On 12/11/06, Alexander Staubo <alex@purefiction.net> wrote:
> On Dec 11, 2006, at 02:47 , Daniel van Ham Colchete wrote:
>
> > I never understood what's the matter between the ASCII/ISO-8859-1/UTF8
> > charsets to a database. They're all simple C strings that doesn't have
> > the zero-byte in the midlle (like UTF16 would) and that doesn't
> > require any different processing unless you are doing case insensitive
> > search (them you would have a problem).
>
> That's not the whole story. UTF-8 and other variable-width encodings
> don't provide a 1:1 mapping of logical characters to single bytes; in
> particular, combination characters opens the possibility of multiple
> different byte sequences mapping to the same code point; therefore,
> string comparison in such encodings generally cannot be done at the
> byte level (unless, of course, you first acertain that the strings
> involved are all normalized to an unambiguous subset of your encoding).
>
> PostgreSQL's use of strings is not limited to string comparison.

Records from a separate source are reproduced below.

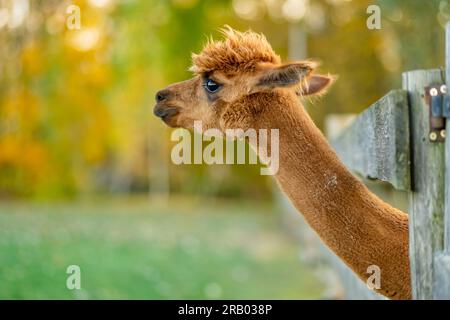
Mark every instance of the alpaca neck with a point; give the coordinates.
(358, 226)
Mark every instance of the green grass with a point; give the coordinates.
(137, 249)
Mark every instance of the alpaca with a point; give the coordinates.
(240, 82)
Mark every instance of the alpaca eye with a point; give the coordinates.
(211, 86)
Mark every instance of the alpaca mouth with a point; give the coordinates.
(166, 114)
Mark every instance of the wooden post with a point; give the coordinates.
(426, 200)
(442, 259)
(447, 149)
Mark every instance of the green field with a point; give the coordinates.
(141, 249)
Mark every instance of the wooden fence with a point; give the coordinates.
(401, 140)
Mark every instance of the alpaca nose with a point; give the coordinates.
(161, 95)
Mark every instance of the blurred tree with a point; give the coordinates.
(75, 105)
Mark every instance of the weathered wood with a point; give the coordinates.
(426, 200)
(442, 259)
(447, 149)
(376, 144)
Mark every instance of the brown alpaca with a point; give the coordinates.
(240, 83)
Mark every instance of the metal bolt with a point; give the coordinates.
(433, 136)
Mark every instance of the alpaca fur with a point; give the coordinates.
(259, 92)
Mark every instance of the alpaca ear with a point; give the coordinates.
(286, 75)
(317, 84)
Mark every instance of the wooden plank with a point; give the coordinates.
(376, 144)
(442, 259)
(447, 149)
(426, 200)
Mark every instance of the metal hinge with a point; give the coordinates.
(439, 106)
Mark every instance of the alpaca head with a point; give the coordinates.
(230, 80)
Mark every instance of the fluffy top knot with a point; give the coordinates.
(238, 52)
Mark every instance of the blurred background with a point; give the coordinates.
(85, 170)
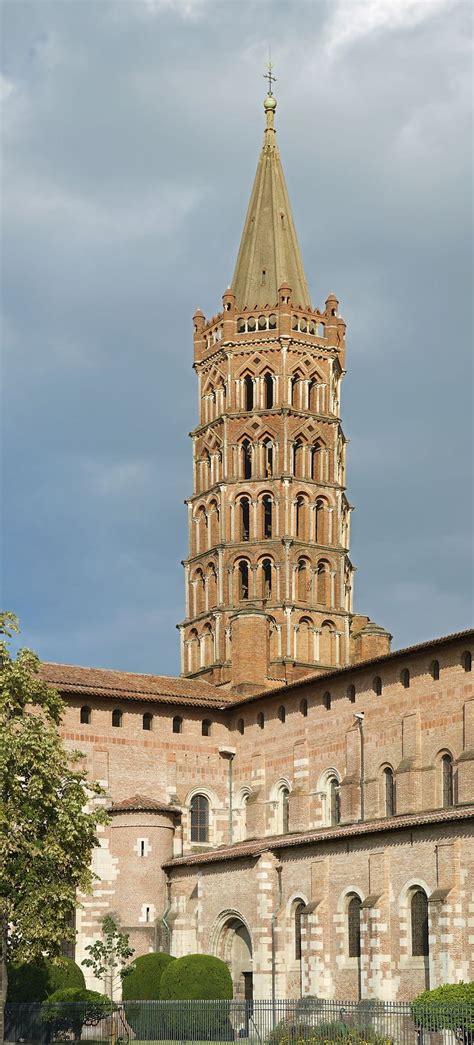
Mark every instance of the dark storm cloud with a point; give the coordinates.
(131, 134)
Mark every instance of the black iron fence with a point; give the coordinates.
(308, 1021)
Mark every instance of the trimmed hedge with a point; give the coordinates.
(143, 982)
(196, 976)
(34, 981)
(439, 1009)
(70, 1008)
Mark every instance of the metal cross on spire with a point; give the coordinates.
(269, 76)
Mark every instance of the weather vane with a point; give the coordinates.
(269, 76)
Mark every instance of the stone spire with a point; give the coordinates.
(269, 253)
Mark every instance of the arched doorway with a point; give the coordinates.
(234, 947)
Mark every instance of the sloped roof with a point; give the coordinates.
(269, 253)
(131, 686)
(140, 804)
(257, 845)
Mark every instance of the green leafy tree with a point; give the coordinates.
(109, 956)
(47, 831)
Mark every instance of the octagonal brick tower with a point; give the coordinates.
(268, 578)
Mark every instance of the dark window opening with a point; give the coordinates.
(245, 517)
(199, 818)
(243, 580)
(267, 516)
(354, 927)
(448, 782)
(420, 941)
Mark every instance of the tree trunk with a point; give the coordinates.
(3, 972)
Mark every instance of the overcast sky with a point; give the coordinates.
(131, 136)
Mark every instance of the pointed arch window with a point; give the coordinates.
(447, 781)
(243, 580)
(246, 450)
(268, 391)
(199, 818)
(334, 804)
(388, 789)
(249, 392)
(266, 566)
(419, 911)
(267, 516)
(354, 927)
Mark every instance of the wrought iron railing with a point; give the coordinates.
(308, 1021)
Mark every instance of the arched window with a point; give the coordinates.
(284, 810)
(268, 391)
(244, 518)
(298, 926)
(266, 569)
(434, 670)
(419, 911)
(388, 791)
(302, 580)
(334, 804)
(249, 392)
(354, 927)
(268, 448)
(447, 781)
(467, 660)
(199, 818)
(267, 516)
(246, 450)
(243, 580)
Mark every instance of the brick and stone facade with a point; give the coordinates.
(300, 802)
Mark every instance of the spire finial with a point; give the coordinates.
(269, 75)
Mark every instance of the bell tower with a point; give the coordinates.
(268, 578)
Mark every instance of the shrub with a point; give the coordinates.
(442, 1009)
(196, 976)
(34, 981)
(70, 1008)
(142, 983)
(203, 978)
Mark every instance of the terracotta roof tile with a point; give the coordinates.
(139, 804)
(129, 686)
(324, 835)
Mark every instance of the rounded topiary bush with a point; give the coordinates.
(447, 1007)
(203, 979)
(36, 980)
(142, 983)
(196, 976)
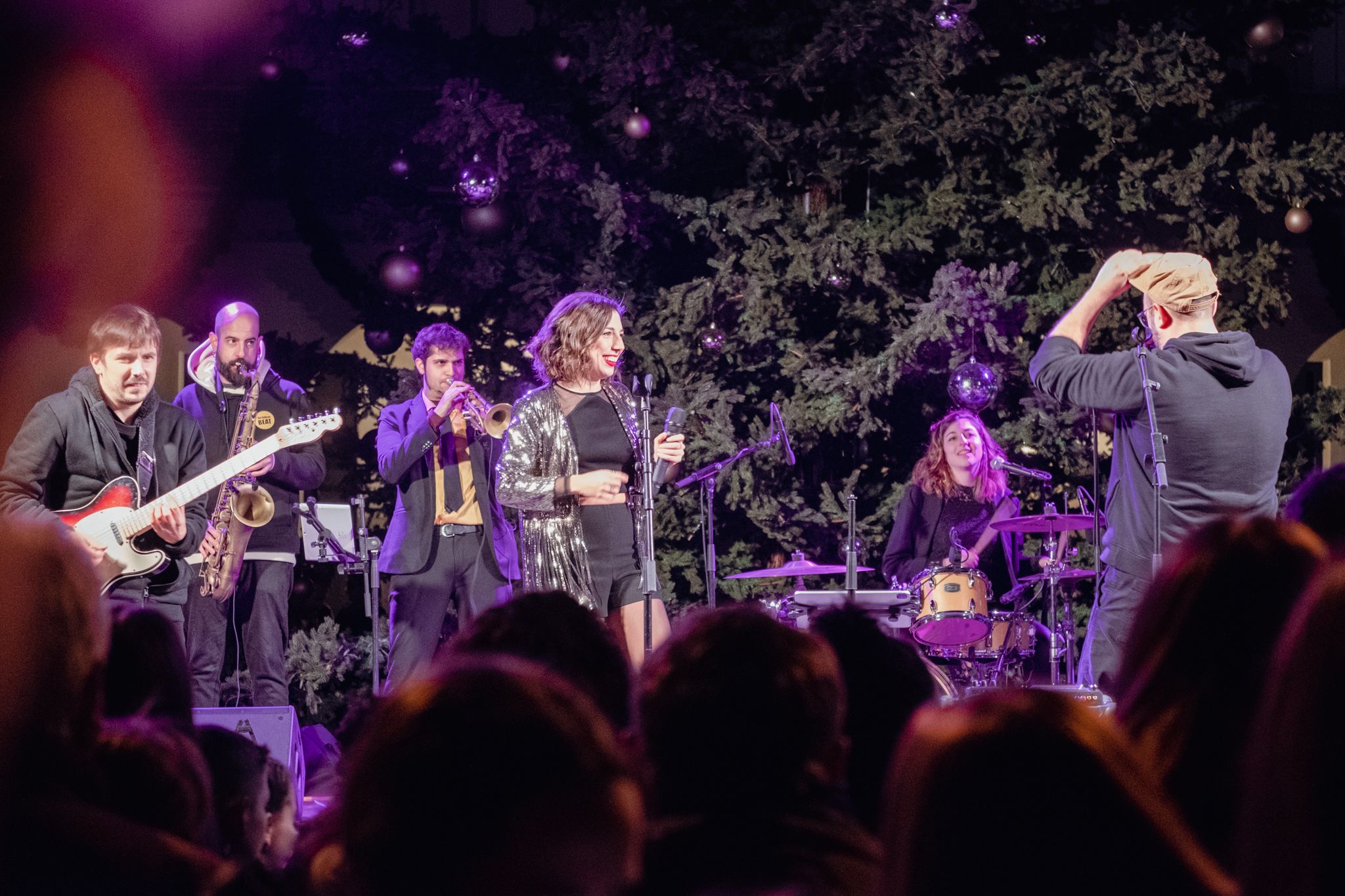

> Substring extraction, concatenation, regular expression matching, up/
> downcasing, tokenization and so on are all part of PostgreSQL's small
> library of text manipulation functions, and all deal with logical
> characters, meaning they must be Unicode-aware.
>
> Alexander.
>
You're right. I was thinking only about my cases that takes the
Unicode normatization for granted and doesn't use
regexp/tokenization/...
Thanks
Best
Daniel